Tuesday, April 23, 2013
CoxHealth advances cardiac care with hybrid OR
“A hybrid OR is ideal for complex vascular cases, including traumas,” said Becky Watts, administrative director of CoxHealth Cardiovascular Services. “Trauma patients can go directly to the hybrid OR where our enhanced imaging capabilities can diagnose vascular issues and then treatment can begin immediately in the same room,” she said. Cox Medical Center South, where the hybrid OR is located, is a Level I Trauma Center.
In addition to trauma care, physicians are using the hybrid OR to perform a variety of vascular procedures, and on May 15 are scheduled to do the health system’s first transcatheter aortic valve replacement (TAVR). TAVR allows surgeons to replace a patient’s aortic valve via catheter, rather than through the traditional open heart surgery method. This minimally invasive method offers a number of benefits to patients, including shorter recovery time and less post-procedure pain. According to Watts, the greatest benefit is that patients who are not candidates for an open procedure to repair or replace their valves now have an option for treatment.

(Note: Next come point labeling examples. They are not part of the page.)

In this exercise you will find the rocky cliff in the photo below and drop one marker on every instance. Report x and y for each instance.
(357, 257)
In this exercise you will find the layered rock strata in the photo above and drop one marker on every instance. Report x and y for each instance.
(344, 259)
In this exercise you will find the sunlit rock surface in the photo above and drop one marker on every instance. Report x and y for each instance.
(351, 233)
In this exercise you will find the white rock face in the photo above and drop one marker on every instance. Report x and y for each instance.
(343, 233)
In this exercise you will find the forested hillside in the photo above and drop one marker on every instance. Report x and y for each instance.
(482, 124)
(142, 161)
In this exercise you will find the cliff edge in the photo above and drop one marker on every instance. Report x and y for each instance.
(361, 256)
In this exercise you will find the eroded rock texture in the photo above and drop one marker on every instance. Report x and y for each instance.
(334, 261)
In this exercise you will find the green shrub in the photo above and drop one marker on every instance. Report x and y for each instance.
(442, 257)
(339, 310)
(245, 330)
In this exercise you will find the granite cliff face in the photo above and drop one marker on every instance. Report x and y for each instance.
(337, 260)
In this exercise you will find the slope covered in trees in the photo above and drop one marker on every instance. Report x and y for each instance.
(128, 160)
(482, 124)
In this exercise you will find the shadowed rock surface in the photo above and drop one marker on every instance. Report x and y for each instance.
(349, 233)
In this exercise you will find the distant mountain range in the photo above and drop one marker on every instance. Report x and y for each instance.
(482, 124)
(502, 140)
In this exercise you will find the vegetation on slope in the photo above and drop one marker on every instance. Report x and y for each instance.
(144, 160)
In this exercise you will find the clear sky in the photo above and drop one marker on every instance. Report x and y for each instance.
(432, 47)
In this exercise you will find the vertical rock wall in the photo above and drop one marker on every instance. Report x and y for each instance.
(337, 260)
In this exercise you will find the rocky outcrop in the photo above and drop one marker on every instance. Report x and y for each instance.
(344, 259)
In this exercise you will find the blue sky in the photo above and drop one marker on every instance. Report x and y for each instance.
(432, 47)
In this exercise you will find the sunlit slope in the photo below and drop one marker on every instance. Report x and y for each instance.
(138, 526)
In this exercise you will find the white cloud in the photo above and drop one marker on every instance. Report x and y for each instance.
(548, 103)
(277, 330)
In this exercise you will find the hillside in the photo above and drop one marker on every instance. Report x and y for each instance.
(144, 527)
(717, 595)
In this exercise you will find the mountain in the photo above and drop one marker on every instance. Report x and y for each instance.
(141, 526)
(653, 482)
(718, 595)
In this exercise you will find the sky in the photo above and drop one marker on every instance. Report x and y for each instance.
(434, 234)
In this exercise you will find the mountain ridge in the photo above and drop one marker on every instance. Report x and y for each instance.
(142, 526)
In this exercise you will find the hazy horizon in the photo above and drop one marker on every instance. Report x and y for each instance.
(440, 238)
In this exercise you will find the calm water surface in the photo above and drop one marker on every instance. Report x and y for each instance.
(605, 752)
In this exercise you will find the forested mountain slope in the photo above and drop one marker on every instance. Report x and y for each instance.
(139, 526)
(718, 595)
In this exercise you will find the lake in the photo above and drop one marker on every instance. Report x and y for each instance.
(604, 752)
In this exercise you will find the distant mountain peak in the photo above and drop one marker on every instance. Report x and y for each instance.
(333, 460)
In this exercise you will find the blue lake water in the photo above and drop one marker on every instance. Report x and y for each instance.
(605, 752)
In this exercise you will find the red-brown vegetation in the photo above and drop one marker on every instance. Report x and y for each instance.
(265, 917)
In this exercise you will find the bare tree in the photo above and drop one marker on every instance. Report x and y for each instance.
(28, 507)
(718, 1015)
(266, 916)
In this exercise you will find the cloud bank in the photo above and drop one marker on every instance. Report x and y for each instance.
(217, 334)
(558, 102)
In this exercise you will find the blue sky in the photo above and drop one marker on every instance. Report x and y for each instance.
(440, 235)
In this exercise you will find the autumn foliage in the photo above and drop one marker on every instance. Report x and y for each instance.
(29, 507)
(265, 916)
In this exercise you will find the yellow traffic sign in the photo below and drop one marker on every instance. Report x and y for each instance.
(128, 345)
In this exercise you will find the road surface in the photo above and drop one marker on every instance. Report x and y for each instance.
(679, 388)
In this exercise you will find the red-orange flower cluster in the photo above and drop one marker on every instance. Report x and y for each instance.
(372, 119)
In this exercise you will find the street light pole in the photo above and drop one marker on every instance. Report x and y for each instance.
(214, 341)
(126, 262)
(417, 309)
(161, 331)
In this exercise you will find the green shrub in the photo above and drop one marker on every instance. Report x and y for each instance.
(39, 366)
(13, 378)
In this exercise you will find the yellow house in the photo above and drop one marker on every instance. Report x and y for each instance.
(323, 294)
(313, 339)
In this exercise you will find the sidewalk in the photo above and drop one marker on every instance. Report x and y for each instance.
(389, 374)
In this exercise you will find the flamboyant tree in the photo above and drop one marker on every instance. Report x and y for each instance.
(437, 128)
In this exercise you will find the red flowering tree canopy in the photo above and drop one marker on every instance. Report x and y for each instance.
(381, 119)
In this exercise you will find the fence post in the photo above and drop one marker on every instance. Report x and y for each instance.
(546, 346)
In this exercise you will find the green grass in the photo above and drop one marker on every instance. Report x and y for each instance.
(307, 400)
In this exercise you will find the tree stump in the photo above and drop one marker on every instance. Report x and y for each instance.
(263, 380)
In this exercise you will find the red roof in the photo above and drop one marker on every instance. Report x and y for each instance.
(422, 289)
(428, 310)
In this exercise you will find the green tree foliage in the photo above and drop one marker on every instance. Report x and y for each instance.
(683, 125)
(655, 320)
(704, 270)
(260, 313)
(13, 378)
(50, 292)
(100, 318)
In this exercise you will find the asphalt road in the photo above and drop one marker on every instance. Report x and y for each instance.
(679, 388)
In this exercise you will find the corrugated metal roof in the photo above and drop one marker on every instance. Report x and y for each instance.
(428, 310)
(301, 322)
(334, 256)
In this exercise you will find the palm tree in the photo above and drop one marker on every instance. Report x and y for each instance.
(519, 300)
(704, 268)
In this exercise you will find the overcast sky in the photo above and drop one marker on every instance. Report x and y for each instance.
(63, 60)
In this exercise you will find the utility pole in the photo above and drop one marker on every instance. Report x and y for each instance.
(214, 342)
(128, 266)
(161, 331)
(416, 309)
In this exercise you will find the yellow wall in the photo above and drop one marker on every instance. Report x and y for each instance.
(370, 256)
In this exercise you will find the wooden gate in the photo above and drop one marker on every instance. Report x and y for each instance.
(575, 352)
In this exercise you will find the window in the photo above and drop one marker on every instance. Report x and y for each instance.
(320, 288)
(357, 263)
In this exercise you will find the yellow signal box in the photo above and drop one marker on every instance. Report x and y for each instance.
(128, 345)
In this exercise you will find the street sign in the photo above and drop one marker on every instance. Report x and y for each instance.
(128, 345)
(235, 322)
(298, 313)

The hybrid OR also supports CoxHealth’s new Acute Aortic Treatment Center, the first in the area. The center brings together emergency department physicians, anesthesiologists, radiologists, cardiovascular surgeons and the surgical team to quickly identify patients with ruptured aortic aneurysms, a life-threatening condition that can quickly lead to death if prompt treatment is not received. The Acute Aortic Treatment Center and the capabilities of the new hybrid OR allow CoxHealth caregivers to rapidly diagnose a ruptured aneurysm and provide the quick treatment these patients need.
The new OR is more than 1,000 square feet in size, and features imaging equipment on ceiling-mounted booms that allow for superior movement and flexibility. Watts said this allows physicians and staff to capture images from a variety of angles, providing a superior view of the patient and their condition. The hybrid operating room also includes nearly a dozen large, flat screen panels that can display a patient’s previous imaging results with images currently being captured in the OR, the patient’s vital signs and even their medical record.
“We’ve designed this room so that no matter where you are standing, you can see the information you need to care for the patient,” said Watts. “It really is state-of-the-art patient care.”